News ID: 109748
Publish Date : 04 December 2022 - 21:57

Pentagon Chief: U.S. Faces Pivotal Years in Countering China

SIMI VALLEY, Calif. (AP) – The U.S. is at a pivotal point with China and will need military strength to stem China’s growing influence, Defense Secretary Lloyd Austin said Saturday.
Austin’s speech at the Reagan National Defense Forum capped a week in which the Pentagon was squarely focused on China’s rise and what that might mean for America’s position in the world.
On Monday it released an annual China security report that warned Beijing would likely have 1,500 nuclear warheads by 2035, with no clarity on how China would seek to use them.
On Friday in a dramatic nighttime rollout, Austin was on hand as the public got its first glimpse of the military’s newest, highly classified nuclear stealth bomber, the B-21 Raider, which is being designed to best the quickly growing cyber, space and nuclear capabilities of Beijing.
China “is the only country with both the will and, increasingly, the power to reshape its region and the international order to suit its preferences,” Austin said Saturday. “So let me be clear: We will not let that happen.”

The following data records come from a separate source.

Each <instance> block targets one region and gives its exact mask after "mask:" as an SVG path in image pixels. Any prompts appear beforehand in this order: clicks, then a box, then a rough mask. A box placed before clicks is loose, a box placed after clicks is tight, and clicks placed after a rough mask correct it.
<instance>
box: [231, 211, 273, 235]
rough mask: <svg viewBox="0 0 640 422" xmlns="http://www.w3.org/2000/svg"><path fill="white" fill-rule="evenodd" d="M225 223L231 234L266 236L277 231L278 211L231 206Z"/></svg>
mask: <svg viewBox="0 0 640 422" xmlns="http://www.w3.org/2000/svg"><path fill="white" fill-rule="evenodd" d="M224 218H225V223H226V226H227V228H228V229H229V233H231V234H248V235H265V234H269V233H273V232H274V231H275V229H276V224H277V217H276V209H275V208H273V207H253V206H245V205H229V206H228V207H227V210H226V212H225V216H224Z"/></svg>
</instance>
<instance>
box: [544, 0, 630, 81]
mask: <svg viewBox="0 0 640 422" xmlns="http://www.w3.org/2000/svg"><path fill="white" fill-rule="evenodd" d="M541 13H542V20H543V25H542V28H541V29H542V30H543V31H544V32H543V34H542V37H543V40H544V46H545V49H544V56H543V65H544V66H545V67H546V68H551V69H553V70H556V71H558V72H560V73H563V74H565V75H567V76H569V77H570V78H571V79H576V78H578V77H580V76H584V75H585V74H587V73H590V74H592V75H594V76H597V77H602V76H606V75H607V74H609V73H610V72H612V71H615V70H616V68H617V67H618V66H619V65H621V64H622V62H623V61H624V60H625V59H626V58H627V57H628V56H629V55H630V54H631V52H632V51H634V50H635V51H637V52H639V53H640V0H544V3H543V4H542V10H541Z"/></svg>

The Pentagon is also concerned about Russia and remains committed to arming Ukraine while avoiding escalating that conflict into a U.S. war with Moscow, he said at the forum, held at the Ronald Reagan Presidential Library.
“We will not be dragged into Putin’s war,” Austin said.
“These next few years will set the terms of our competition with the People’s Republic of China. They will shape the future of security in Europe,” Austin said.
To meet that rise, “we’re aligning our budget as never before to the China challenge,” Austin said. “In our imperfect world, deterrence does come through strength.”
The bomber is part of a major nuclear triad overhaul underway that the Congressional Budget Office has estimated will cost $1.2 trillion through 2046.
It includes the Raider serving as the backbone of the future air leg of the triad, but it also requires modernizing the nation’s silo-launched nuclear intercontinental ballistic missiles and its nuclear submarine fleet.
The two western and eastern powerhouses currently disagree on just about every major issue, from human rights, Taiwan, the Ukraine war, North Korea, and the transfer of technology to the shape and naming of the map.
Former U.S. president Donald Trump called China the “biggest adversary” of the United States, and brought Washington and Beijing into a political war by imposing heavy tariffs on Chinese goods.